Option 1: This is a bug in SARInstaller (however, as far I can see this it is rather a limitation of the SAR concept by design). Option 2: We could sort the SAR packages manually in your script. Option 3: We could revise MetacelloMCVersion >> #allPackagesForSpecNamed: to order the packages according to their mutual dependencies. (Or, could we? At least this would go beyond my current MC skills.) By the way, I was already searching for exactly this functionality in https://github.com/hpi-swa/Squot/issues/290#issuecomment-704500770.

LinqLover avatar Nov 08 '20 18:11 LinqLover

Hey @LinqLover I'll hopefully get to investigate options for hosting the SAR tomorrow.

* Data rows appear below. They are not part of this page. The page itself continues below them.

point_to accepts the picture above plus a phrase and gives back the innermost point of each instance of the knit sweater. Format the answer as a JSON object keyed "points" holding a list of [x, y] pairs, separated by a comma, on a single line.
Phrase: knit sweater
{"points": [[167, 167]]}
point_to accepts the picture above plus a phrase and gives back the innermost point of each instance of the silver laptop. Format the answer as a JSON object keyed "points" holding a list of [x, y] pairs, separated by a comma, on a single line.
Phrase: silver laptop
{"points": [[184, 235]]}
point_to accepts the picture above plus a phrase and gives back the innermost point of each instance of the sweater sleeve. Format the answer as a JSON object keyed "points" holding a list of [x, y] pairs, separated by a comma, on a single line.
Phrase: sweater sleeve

Concerning the dependency problem: I was not able to reproduce this on the most recent trunk image [1] with a SAR generated from my home image and just-installed Metacello updates. I also do not quite understand yet how the error could come to be - since Metacello-Core is not a prefix of Metacello-MC it should not touch anything installed by it. Could you retry with the most recent trunk image (or tell me which step I could have done wrong for reproducing the error myself :))?

[1] http://files.squeak.org/trunk/Squeak6.0alpha-20071-64bit/

tom95 avatar Nov 08 '20 18:11 tom95

@tom95 Great to hear that you are on it! :-)

The dependency problem does not occur when starting from a fresh trunk image but only when starting from #19536 which is used for smalltalkCI builds for Squeak Trunk [1, 2]. I tried to install the SAR file in a preLoading script in an SCI configuration (because I need to access MCFetchGithubRepository sitePassword before applying the load spec (I cannot simply use #useLatestMetacello because I need the update to be performed during the preLoading script already)) which broke the build process because the #setLoadsInMetacelloProject: implementors were removed.

Given the fact that in this particular situation, an older version of Metacello is already installed so there is no actual need to bootstrap, this should not be a critical point in the context of this issue. Still, I would like to find and eliminate the underlying cause of this weird and confusing behavior ... See below 🔽 :-)

[1] https://github.com/hpi-swa/smalltalkCI/releases/tag/v2.9.2 [2] https://github.com/hpi-swa/smalltalkCI/blob/b4d9b945f2d20d136ac21fe3ca129a5822ff0125/squeak/run.sh#L88-L105


Update on the dependency problem: Unfortunately, options 2 and 3 as proposed above will not work. The problem appears to be that SARInstaller collects all patches to be installed into one single MCVersionLoader instance. MCPackageLoader, however, always installs all additions before the removals (see #basicLoad). Let's discuss this on the mailing list, but I suppose that we should remove all operations from the removals list in this method once they were referenced in any additions operation.

LinqLover avatar Nov 08 '20 19:11 LinqLover

Can confirm that a change such as this one fixes the problem:

MCPackageLoader>>forgetSuperfluousMethodRemovals
	|  removedClasses |
	removedClasses := (removals select: #isClassDefinition) collect: #actualClass.
	removedClasses addAll: (removedClasses collect: #class).
	removals := removals reject: [:e | e isMethodDefinition and: [(removedClasses includes: e actualClass)
		" that's the new part "
		or: [additions anySatisfy: [:a | a isMethodDefinition and: [a selector = e selector and: [a className = e className]]]]]]

I'm very surprised this hasn't turned up earlier though. The problem should in theory occur each time a method is moved from one package to another, so I feel like there is some required preprocessing step that we're missing here. So I agree that this is something the mailing list will likely have an opinion on. Could you create a post @LinqLover ?

tom95 avatar Nov 08 '20 20:11 tom95

Thanks for your implementation proposal, and so sorry for the long delay! Please see The Inbox: Monticello-ct.732.mcz on the mailing list. I'm pretty sure that this an error or an unjustified limitation in MCPackageLoader that did not show up earlier just because usually, versions for different packages are not loaded using the same MCPackageLoader instance. Still, I'm not absolutely sure about this, so let's start the discussion on the mailing list! :-)

LinqLover avatar Nov 16 '20 15:11 LinqLover